Sunday, August 15, 2010

A Libertarian-Republican President Ticket Thought

The August 14-20 issue of The Economist tackles the topics of Australian coalitional politics, government-shrinking UK politics as something akin to punk rock, literal “hive minds” (artificial intelligence programs based on insect colonies), and offices that have resident dogs.  Combine all those phenomena and you get…well, something not remotely human.  Best just to look away.

But it does somehow remind me that I was excited recently to see that possible 2012 Republican presidential candidate Mitch Daniels’ list of five favorite books was a perfect libertarian box set: society-analyzing works by Friedrich Hayek, Milton Friedman, Charles Murray (not The Bell Curve), Mancur Olson, and Virginia Postrel.  This alone (quietly, cautiously) raises the possibility that he would be the best president the U.S. has ever had, something worth thinking about.  Or that he has a libertarian staff member answering questionnaires, but that’s better than nothing.
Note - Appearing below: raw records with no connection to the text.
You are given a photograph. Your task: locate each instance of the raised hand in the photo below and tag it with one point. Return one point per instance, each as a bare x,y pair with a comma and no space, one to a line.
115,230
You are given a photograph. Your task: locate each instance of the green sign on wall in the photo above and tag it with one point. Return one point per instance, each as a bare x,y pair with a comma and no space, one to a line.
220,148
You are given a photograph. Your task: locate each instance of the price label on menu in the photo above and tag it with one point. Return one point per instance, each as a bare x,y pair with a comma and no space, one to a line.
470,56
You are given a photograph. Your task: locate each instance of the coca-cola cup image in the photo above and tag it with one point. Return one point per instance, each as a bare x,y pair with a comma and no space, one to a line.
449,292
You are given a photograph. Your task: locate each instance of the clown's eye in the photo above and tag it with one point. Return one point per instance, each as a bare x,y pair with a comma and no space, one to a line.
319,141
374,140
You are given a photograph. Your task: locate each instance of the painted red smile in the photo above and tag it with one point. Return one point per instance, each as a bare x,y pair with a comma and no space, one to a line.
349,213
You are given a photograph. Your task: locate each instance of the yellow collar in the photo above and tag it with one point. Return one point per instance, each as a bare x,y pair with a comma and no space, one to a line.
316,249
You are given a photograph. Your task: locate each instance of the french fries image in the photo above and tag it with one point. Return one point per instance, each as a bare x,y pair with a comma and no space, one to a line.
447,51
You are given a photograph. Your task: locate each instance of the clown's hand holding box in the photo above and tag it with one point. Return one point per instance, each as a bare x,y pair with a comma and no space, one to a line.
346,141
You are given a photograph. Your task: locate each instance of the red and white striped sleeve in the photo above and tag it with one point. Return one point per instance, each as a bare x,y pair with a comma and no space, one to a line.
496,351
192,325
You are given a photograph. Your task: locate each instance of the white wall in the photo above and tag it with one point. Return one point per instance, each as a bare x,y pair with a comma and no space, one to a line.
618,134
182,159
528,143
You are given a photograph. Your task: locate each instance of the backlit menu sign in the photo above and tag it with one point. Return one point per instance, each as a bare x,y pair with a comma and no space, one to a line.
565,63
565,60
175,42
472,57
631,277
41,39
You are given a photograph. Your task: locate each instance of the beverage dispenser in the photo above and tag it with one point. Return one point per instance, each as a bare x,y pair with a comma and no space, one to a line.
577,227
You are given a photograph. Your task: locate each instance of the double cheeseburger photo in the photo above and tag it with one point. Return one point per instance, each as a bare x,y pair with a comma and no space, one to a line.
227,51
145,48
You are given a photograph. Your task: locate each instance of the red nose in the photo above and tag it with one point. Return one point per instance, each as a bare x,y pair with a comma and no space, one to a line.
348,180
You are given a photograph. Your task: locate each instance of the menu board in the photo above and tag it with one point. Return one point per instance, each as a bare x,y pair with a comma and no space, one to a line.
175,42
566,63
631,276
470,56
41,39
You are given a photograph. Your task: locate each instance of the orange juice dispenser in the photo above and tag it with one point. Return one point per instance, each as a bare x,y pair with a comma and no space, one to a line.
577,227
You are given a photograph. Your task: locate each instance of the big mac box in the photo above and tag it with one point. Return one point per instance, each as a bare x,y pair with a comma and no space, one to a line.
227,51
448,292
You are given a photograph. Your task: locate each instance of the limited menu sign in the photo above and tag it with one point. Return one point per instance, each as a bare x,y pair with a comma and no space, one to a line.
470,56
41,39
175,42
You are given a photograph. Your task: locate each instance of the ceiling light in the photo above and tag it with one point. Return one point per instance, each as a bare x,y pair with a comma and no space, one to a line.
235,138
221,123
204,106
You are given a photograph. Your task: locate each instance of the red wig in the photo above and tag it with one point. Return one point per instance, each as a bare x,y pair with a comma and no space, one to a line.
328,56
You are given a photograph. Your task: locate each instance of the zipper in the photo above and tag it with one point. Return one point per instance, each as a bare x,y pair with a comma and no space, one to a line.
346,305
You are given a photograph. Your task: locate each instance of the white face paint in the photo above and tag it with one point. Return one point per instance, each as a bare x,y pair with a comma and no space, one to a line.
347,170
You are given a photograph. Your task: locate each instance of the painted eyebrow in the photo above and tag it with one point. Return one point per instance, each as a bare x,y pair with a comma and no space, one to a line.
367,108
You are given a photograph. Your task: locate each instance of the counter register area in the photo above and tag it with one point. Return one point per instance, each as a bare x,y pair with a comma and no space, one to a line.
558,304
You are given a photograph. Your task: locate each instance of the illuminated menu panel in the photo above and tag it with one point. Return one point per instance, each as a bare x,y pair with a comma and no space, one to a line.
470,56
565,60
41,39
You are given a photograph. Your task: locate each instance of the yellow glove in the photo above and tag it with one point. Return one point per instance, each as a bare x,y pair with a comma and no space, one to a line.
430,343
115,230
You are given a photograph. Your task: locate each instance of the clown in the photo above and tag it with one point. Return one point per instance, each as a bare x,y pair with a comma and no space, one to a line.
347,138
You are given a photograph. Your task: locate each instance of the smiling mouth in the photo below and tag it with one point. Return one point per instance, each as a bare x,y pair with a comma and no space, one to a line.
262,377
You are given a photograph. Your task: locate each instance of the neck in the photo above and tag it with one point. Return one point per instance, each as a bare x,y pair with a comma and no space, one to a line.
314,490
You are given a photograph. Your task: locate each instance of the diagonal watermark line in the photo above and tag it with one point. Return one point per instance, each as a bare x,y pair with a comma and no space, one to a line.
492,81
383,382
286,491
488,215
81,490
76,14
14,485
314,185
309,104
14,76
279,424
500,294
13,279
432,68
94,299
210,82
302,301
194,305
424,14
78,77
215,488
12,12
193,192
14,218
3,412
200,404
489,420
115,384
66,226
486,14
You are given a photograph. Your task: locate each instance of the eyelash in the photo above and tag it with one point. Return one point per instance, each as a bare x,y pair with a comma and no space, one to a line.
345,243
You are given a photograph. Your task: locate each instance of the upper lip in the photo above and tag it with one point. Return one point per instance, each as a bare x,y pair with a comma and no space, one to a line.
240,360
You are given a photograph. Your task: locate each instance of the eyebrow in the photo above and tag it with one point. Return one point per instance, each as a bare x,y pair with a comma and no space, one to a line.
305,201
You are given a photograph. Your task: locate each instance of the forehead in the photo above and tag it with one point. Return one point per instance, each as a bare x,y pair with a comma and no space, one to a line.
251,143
And he was busted for pot circa 1970 while at Princeton (where at least three libertarians for whom I’ve done work got their start), which in itself seems like a good sign that he would not just turn into an authoritarian social conservative once elected.  If he and anti-drug-war Gary Johnson were a ticket, what on Earth would the hipness-seeking Democrats do?  Lose, I suspect.

6 comments:

Alexandra said...

The problem with Daniels is that his head is oddly shaped and shiny, almost like a pink peanut.

More seriously, I am sure he would be flayed by the press for mentioning Murray’s name in a positive light.

Todd Seavey said...

Even Murray himself seems to have been left fairly unflayed over the past two decades despite _The Bell Curve_, all things considered, and _What It Means to Be a Libertarian_ doesn’t touch on those topics, so I think Daniels will be OK in that regard.

Here are all five of his stellar choices — almost exactly the same short reading list I’d recommend to the world, actually:

http://fivebooks.com/interviews/mitch-daniels-on-american-conservatism

And to paraphrase something Jonah Goldberg (with whom I’ll be appearing on a panel or two in October if all goes as planned) once said about Mr. Peanut: Do not cast aspersions on America’s most esteemed legume-humanoid.

ken silber said...

I’m puzzled as to how I can have so many disagreements with you on what seem like more than matters of quibbling detail, eg should there be a US government — and then have the same level of enthusiasm about the same prospective presidential candidate. So much for the importance of political theory.

Todd Seavey said...

I am puzzled by your puzzlement. At the risk of sounding like I’m substituting a new simplistic linear measure of politics for the old simplistic linear measure of politics, we both want _less government_, right?

We live in a world where virtually no politicians are interested in that — and where even the writers in nominally-conservative magazines such as _The Weekly Standard_ are often so blissfully unacquainted with the concept of property rights that they see all politics in terms of zero-sum redistributions of power and thus (to take an example from a glaringly ignorant recent piece defending Robert Moses and urban planning) say things like “construction always displaces somebody.”

You and I will presumably notice the same tiny handful of potentially government-shrinking figures and are presumably both trying to move things in the same _direction_, with disagreements over the precise final destination for now so irrelevant that it’s like arguing about where exactly to park in London before even buying your plane tickets to England.

When the day arrives that the world has one minarchist and one anarchist party, we can run opposing campaigns. Until then: maybe Daniels.

ken silber said...

Fair enough, though I don’t consider myself a minarchist. If it comes down to a Misean vs a Nozickian someday, I’m voting third party.

Alexandra said...

I rarely hear Murray’s name mentioned without “racist” attached. And there’s also this comment from Daniels: “I like most of the things Charles Murray has written.” I can’t imagine that that won’t raise questions, especially if he’s running against a black guy.

But you’re right, it’s a stellar list.